En ce jour où tout le monde court, nage, roule. En ce jour où on s’évalue, se jauge, se pèse, s’analyse. En ce jour où on affiche publiquement les pouces et les livres en moins pour recevoir l’admiration et l’amour des autres. En ce jour où la réussite est bien souvent liée directement à l’apparence pour plusieurs…
En ce jour, j’ai envie de vous parler de moi. Parce que j’en ai assez de voir des femmes faire des régimes et s’astreindre à des rythmes d’entraînement effrénés, pour être plus minces, plus belles, moins ci ou ça!
Moi, la fille qui s’assume pas, qui fuit les miroirs, qui se trouve lourde dans les bras de son homme, qui est partagée entre le bonheur d’être la moi intérieure et l’horreur d’être la moi extérieure, ça fait déjà 12 ans que je cohabite avec ce que l’on appelle un trouble alimentaire.
Ça arrive sans prévenir, une année où le travail est intense et où, sans le vouloir, on perd du poids. Les gens le remarquent, on en parle, on admire la ténacité et la persévérance! Bien des personnes diraient merci et passeraient à un autre appel. Mais pour les femmes comme moi, pour qui la confiance en soi est quasi inexistante et chez qui le besoin d’être reconnue (voire aimée) est tellement violent, intense et nécessaire, c’est comme si cette reconnaissance forgeait notre identité. On enregistre que c’est par le corps qu’on obtient ce qui nous manque. Et on est tellement en manque… de tout.

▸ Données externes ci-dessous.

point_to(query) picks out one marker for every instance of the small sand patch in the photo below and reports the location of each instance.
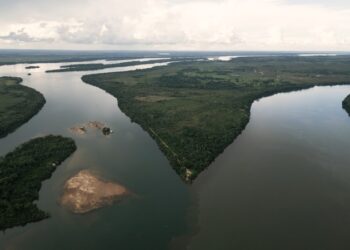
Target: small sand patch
(83, 129)
(85, 192)
(153, 98)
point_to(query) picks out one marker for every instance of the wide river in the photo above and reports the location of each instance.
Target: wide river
(283, 184)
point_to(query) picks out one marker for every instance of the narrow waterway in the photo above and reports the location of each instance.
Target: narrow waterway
(147, 220)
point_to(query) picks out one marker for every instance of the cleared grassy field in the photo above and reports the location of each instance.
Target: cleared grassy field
(194, 110)
(18, 104)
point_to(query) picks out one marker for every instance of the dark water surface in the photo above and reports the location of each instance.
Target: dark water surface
(283, 184)
(147, 220)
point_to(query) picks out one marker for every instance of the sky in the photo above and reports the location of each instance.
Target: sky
(259, 25)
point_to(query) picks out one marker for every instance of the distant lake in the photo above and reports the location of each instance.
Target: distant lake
(283, 184)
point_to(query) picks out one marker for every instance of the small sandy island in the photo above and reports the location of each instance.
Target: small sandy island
(82, 129)
(85, 192)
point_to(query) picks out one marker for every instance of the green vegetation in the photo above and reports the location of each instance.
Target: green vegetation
(21, 174)
(194, 110)
(346, 104)
(32, 67)
(18, 104)
(99, 66)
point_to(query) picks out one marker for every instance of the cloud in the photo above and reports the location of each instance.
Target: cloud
(22, 36)
(178, 24)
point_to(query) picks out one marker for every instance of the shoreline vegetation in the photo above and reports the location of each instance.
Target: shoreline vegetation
(346, 104)
(99, 66)
(194, 110)
(21, 174)
(18, 104)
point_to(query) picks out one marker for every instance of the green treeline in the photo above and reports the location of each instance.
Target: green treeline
(18, 104)
(194, 110)
(21, 174)
(97, 66)
(346, 104)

Mais ce corps, on le hait depuis toute la vie! Il faut le rendre agréable pour garder notre monde, alors on se prive, on s’entraîne, on s’épuise et on se puni. De quoi? On fait le vide de notre corps pour remplir celui du cœur!
Je travaille fort pour essayer d’aimer l’ensemble de l’œuvre. Je voudrais bien accuser toute la planète pour ce mal-être qui s’accroche, mais, dans toute cette histoire, il n’y a que moi. Il n’y a que moi qui se regarde avec ces yeux-là! Encore pire : qui se VOIT avec ces yeux-là! Et la roue tourne. Je déteste ce que je vois, et si moi je me déteste, qu’en est-il des autres?
Ça semble si facile d’être appréciée des autres quand notre corps est agréable.
Puis, le trouble nous parle : « Les autres aussi doivent ressentir le même dégoût à mon endroit. » Alors je m’efforce d’être irréprochable pour compenser. Tout faire pour être aimée! Avoir une belle âme pour faire oublier le reste. Tout accepter, tout prendre sur soi, dire oui, encore et toujours. Être performante, donner tout ce que j’ai, dans tout, tout le temps. Car comment être aimée si on ne s’aime pas soi-même?
Faisant tout pour devenir la plus petite possible afin que la vue ne soit pas le premier sens à me percevoir, aussi légère suis-je en train de devenir, je ne me suis pourtant jamais sentie aussi lourde.
C’est ça, au fond! Et si on fermait tous les yeux?
Je ne veux plus être vue; je désire être perçue! Fermer les yeux et ressentir ma personne. Car ce que l’on ressent, ce n’est ni beau, ni laid, ni gros. C’est juste… nous!
J’ai envie de cette pause. Je ferme les yeux.